To gain some insight into the mechanism underlying this noise, we explored the relationship between the Fano factor time scale and the ISI distribution of the cell. We found that this point of inflection corresponded to the peak in the ISI histogram, most frequently at ∼40 ms. The increase in Fano factor at times longer than a single ISI indicates that successive spikes are not independent, as, for example, might be observed with burst firing.
VSNs Tend to Fire in Bursts
The Fano factor analysis suggested that some structure exists in the spike trains of VSNs, beginning at time scales coinciding with a peak in the ISI histogram. Therefore, we investigated the detailed firing properties of VSNs, both during spontaneous activity (the 10 s before stimulus delivery) and during stimulus-evoked activity (P < 0.05 rank sum test and Δr > 2 Hz). Taking a closer look at the firing patterns of VSNs, we observed that spontaneous activity occurred in two distinct patterns. Most cells (108/126) fired repeated trains of action potentials in rapid succession (Fig. 5A, middle) while the remaining cells fired action potentials with longer ISIs (Fig. 5A, top). Across the population, the spontaneous firing rate was 0.7 Hz with an SD of 0.6 Hz and a range of 0.2–3.8 Hz (n = 126 cells; Fig. 5B). Excluding the slow firing minority group, the average spontaneous firing rate was also 0.7 Hz with a slightly smaller SD of 0.5 Hz and a range of 0.2 to 3.45 Hz. We also counted the number of spikes during a significant response to chemical stimuli (n = 36 cells). The mean firing rate was 3 Hz with an SD of 2 Hz and a range of 0.5–9.0 Hz. While spontaneous activity was lower than stimulus-evoked activity, the firing rate distributions overlapped (Fig. 5B).

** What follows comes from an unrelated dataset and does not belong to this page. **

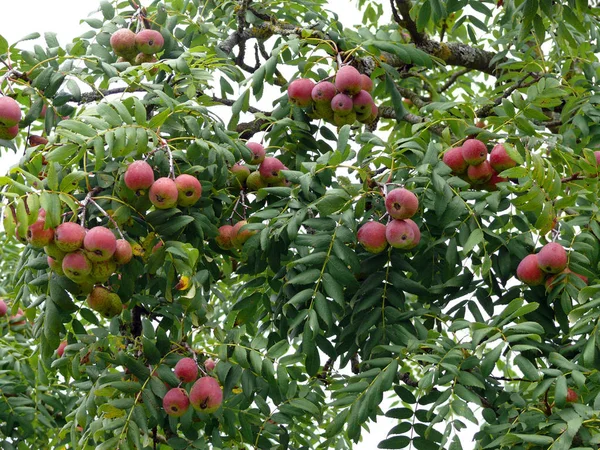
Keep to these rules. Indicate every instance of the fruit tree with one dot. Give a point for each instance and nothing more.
(244, 224)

We looked across all clearly sorted single units and found that rapidly firing neurons had several consistent features. Their ISI histograms, shown in Fig. 5, C and D, showed a dominant peak at ∼40 ms during both spontaneous and stimulated activity. This consistency, across both the population and under different stimulus conditions, allowed us to use a uniform definition of “bursting,” as three or more spikes fired with ISIs of <100 ms (Fig. 5, C and D; see materials and methods). The responsive neurons had a slightly higher probability of being in the bursting mode, as demonstrated by a higher “burst peak” in the population ISI histogram, while the spontaneous ISIs showed a large peak in the bursting mode with a second smaller peak at ∼1 s. The ISI histogram suggested that while responsive VSNs showed a tendency to spend more time bursting, the peak burst ISI of 40 ms was maintained in both conditions. Therefore, the observed increase in firing rate during a stimulus response was not due to a sizable shift in the overall ISI distribution.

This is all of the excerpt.